Let $x_0$ be a fixed vector in a Hilbert space $H$ and suppose $\{x_1,...,x_n\}$ and $\{y_1,...,y_m\}$ are sets of linearly independent vectors in $H$. We seek the vector
$x^* = \operatorname{arg} \min\limits_x \|x-x_0\|$,
subject to
$x \in M=\text{span}(x_1,...,x_n)$ and $\langle x, y_i \rangle=c_i$ for $i=1,...,m$ where the $c_i$'s are constants.
ADDITIONAL INFO:
- This question corresponds to exercise 22 in chapter 3 of Luenberger's book Optimization by Vector Space Methods.

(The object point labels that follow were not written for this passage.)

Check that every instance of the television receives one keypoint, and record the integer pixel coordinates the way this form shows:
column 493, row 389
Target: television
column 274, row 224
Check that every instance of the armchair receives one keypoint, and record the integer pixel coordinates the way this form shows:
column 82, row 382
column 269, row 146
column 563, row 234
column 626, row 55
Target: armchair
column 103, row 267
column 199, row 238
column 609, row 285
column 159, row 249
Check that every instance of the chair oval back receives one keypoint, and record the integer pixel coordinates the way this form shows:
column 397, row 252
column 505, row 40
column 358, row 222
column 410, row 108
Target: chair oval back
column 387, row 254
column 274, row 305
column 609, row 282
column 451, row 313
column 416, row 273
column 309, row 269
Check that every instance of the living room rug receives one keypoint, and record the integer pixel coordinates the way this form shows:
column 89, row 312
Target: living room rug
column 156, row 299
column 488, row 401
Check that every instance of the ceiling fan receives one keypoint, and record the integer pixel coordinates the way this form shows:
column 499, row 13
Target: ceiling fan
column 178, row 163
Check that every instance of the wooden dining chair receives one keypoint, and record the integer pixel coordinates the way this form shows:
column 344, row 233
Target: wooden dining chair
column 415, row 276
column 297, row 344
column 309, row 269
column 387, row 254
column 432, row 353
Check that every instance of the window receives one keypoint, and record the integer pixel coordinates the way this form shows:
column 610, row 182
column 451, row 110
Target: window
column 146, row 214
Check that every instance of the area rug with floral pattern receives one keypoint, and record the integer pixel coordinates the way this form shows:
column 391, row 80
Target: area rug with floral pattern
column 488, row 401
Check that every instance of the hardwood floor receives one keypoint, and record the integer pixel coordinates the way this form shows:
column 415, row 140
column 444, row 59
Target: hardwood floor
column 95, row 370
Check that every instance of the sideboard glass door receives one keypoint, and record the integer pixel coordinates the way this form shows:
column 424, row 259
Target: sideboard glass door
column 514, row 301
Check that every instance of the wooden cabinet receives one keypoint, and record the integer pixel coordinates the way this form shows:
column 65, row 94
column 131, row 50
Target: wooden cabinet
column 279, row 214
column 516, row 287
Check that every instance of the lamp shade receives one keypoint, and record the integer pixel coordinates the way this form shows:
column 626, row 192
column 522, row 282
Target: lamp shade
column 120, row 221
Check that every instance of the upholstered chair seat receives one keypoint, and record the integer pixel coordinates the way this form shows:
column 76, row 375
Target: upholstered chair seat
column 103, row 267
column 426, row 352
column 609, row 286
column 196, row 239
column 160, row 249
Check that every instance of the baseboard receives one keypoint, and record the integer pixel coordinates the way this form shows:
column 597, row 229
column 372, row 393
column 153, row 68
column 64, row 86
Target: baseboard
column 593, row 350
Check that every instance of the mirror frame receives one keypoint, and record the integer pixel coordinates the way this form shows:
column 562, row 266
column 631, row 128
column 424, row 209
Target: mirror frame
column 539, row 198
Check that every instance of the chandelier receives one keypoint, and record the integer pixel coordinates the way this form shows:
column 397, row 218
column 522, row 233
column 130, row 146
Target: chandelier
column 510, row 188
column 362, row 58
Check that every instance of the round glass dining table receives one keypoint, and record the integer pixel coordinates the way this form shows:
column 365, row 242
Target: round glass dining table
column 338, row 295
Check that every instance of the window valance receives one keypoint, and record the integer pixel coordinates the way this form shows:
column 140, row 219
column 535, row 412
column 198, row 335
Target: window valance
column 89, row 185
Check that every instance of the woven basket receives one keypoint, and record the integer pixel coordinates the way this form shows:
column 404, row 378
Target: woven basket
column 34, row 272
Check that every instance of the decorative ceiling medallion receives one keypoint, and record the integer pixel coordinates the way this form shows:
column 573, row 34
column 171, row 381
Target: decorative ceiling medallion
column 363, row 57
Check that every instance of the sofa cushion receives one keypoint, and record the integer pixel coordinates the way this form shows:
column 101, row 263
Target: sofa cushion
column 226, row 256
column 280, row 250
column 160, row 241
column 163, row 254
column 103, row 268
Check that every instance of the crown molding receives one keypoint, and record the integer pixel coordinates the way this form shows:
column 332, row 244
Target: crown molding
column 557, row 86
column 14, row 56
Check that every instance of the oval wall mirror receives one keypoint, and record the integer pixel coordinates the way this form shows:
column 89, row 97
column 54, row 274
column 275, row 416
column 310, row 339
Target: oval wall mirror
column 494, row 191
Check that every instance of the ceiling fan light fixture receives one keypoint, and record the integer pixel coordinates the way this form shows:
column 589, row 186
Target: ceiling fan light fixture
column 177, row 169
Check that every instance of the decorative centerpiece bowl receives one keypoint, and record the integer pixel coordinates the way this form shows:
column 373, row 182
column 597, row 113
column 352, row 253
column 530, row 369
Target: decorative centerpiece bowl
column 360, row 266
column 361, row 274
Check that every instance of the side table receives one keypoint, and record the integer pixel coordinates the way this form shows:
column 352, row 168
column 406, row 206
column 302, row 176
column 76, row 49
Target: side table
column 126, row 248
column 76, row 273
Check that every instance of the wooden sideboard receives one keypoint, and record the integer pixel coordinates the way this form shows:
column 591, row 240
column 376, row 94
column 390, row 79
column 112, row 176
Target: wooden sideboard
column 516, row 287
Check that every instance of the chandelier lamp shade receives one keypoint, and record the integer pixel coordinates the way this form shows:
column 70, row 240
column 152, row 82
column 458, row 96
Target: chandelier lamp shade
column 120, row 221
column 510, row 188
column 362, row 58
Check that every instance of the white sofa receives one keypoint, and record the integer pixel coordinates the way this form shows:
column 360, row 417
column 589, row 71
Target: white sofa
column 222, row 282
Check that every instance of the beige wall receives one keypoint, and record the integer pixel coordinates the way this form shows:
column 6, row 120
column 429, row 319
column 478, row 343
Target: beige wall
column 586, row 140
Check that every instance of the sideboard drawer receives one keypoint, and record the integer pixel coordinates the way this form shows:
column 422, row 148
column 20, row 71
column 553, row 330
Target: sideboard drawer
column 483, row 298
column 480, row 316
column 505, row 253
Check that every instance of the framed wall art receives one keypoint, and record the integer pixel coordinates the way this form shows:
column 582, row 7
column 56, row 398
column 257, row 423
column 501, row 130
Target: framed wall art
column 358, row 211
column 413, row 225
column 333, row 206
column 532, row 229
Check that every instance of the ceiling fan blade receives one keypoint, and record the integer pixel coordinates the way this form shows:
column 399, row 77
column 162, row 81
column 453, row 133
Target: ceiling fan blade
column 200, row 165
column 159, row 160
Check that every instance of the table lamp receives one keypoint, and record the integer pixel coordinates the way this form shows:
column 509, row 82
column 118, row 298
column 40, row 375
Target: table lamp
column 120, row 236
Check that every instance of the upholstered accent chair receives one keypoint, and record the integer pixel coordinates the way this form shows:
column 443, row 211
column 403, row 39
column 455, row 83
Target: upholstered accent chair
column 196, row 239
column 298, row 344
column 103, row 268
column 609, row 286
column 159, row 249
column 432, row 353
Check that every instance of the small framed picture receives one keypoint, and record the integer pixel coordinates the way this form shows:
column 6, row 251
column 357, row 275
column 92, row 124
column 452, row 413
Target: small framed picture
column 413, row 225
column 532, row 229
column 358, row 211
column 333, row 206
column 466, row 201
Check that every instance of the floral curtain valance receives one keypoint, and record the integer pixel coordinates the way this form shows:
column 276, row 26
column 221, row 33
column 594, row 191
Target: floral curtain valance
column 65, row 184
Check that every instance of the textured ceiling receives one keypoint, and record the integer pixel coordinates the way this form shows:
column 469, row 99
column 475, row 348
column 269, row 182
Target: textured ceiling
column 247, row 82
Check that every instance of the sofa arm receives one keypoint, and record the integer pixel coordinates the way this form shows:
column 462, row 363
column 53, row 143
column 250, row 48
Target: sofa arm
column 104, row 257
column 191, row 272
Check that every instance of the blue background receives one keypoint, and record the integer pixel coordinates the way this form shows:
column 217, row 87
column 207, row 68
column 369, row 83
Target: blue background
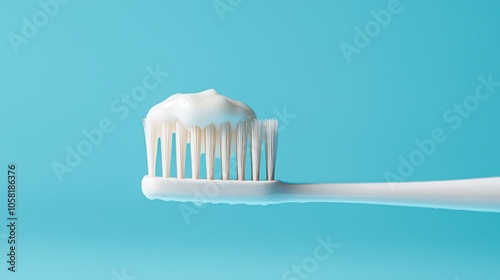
column 352, row 122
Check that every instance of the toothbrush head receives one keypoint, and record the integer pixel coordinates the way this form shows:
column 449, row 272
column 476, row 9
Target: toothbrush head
column 211, row 124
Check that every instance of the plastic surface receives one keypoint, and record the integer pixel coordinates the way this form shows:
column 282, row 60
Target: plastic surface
column 470, row 194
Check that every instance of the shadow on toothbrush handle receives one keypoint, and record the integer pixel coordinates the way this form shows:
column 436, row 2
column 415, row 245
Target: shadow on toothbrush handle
column 471, row 194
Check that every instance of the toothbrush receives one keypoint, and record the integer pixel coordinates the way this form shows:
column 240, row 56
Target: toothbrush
column 218, row 126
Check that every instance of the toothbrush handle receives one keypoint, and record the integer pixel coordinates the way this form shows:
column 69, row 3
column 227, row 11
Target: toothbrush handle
column 471, row 194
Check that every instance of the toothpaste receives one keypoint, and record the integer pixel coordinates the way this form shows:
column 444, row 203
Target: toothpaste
column 201, row 109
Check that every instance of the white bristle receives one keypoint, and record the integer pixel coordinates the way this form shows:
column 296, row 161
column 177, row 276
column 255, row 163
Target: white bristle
column 196, row 137
column 225, row 148
column 166, row 147
column 241, row 148
column 151, row 145
column 180, row 148
column 271, row 134
column 210, row 138
column 256, row 147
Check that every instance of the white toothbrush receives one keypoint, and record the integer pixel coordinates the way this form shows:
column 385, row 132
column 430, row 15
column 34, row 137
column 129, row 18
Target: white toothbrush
column 224, row 127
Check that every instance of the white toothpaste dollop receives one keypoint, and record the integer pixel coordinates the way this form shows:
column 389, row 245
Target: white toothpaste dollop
column 201, row 109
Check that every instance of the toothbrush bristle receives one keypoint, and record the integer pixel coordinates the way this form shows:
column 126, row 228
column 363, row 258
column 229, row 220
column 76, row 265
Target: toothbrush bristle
column 180, row 148
column 225, row 148
column 210, row 143
column 256, row 148
column 241, row 149
column 166, row 148
column 210, row 139
column 271, row 130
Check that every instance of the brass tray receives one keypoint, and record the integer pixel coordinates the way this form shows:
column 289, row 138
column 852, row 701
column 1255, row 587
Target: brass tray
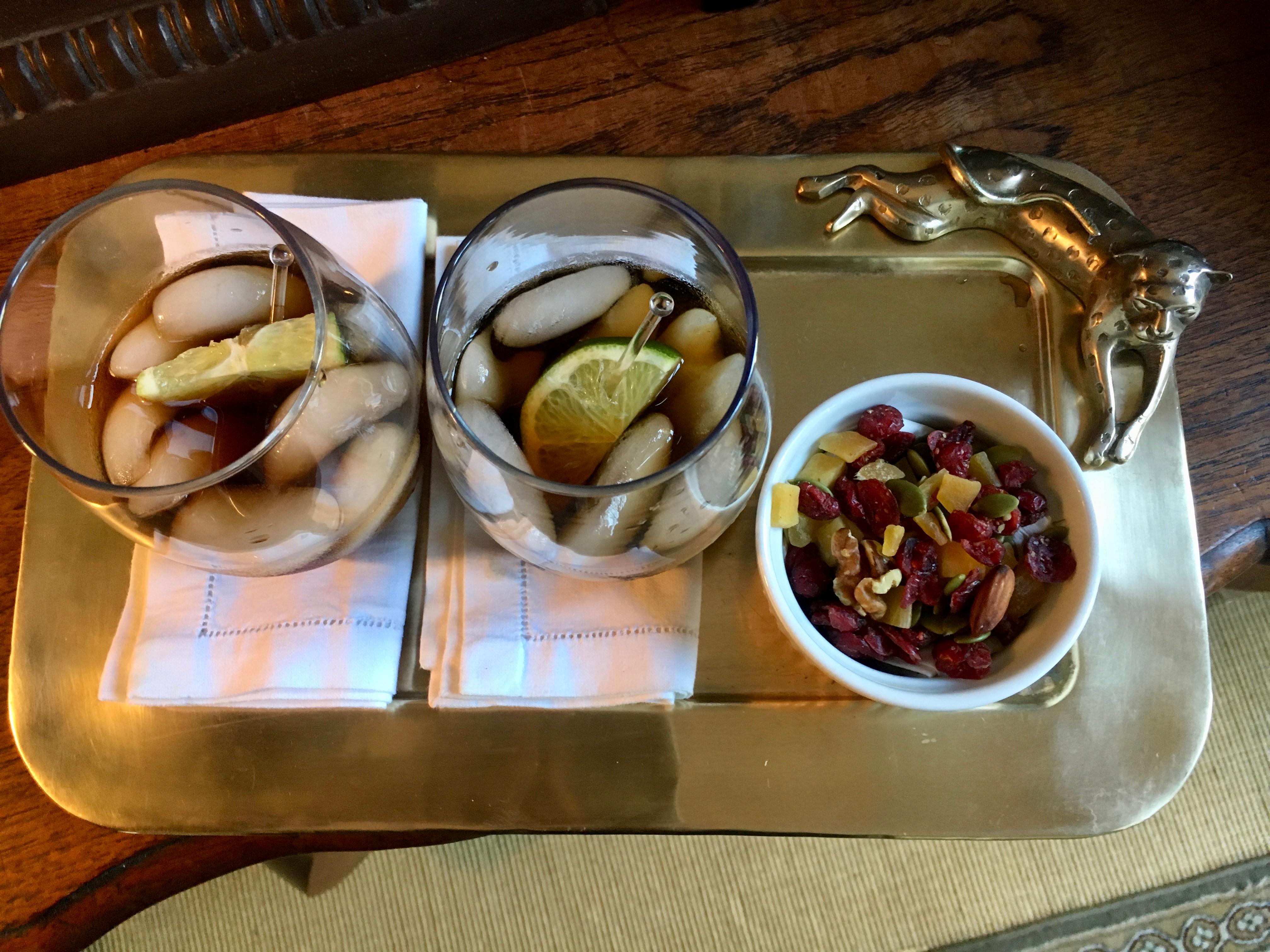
column 768, row 744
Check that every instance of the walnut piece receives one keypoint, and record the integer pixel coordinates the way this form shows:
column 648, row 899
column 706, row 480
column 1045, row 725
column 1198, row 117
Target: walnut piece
column 846, row 549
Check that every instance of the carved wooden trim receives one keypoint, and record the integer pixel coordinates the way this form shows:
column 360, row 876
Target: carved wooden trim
column 161, row 71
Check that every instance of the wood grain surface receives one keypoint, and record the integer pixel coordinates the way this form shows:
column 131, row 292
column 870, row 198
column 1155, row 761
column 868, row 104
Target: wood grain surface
column 1168, row 102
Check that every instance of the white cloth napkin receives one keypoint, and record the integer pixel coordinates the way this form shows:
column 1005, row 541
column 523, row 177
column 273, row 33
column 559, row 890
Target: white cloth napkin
column 498, row 631
column 327, row 638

- The exercise only asks for a set of linear equations which uniquely determine the solution (and not for the solution itself).
- The exercise should be solved by using the Hilbert projection theorem (and not other techniques, like Lagrange multipliers).
My attempt:
Let $N=\text{span}(y_1,...,y_m)$. Then, the linear variety defined by the equality constraints $\langle x, y_i \rangle=c_i$ is a translation of $N^\perp$.
Since $M$ and $N^\perp$ are closed, $M \cap N^\perp$ is also closed and, by the projection theorem, $x^*$ exists and is unique, assuming that $M \cap N^\perp$ is not empty. Furthermore, $x^*-x_0 \in (M \cap N^\perp)^\perp$.
$x^* \in M \iff x^*=\sum_{j=1}^n\alpha_j x_j$, for some scalars $\alpha_j$. Defining $X$ as the matrix with columns $x_j$ and $\alpha$ as the vector of the $\alpha_j$'s, we can write $x^*=X \alpha$.
Using this in the equality constraints yields $\sum_{j=1}^n \alpha_j \langle x_j, y_i \rangle=c_i$ for $i=1,...,m$. Defining the $n \times m$ matrix $G$ with elements $G_{j,i} =\langle x_j, y_i \rangle$ and $c$ as the vector of the $c_i$'s, we can write $G'\alpha = c$.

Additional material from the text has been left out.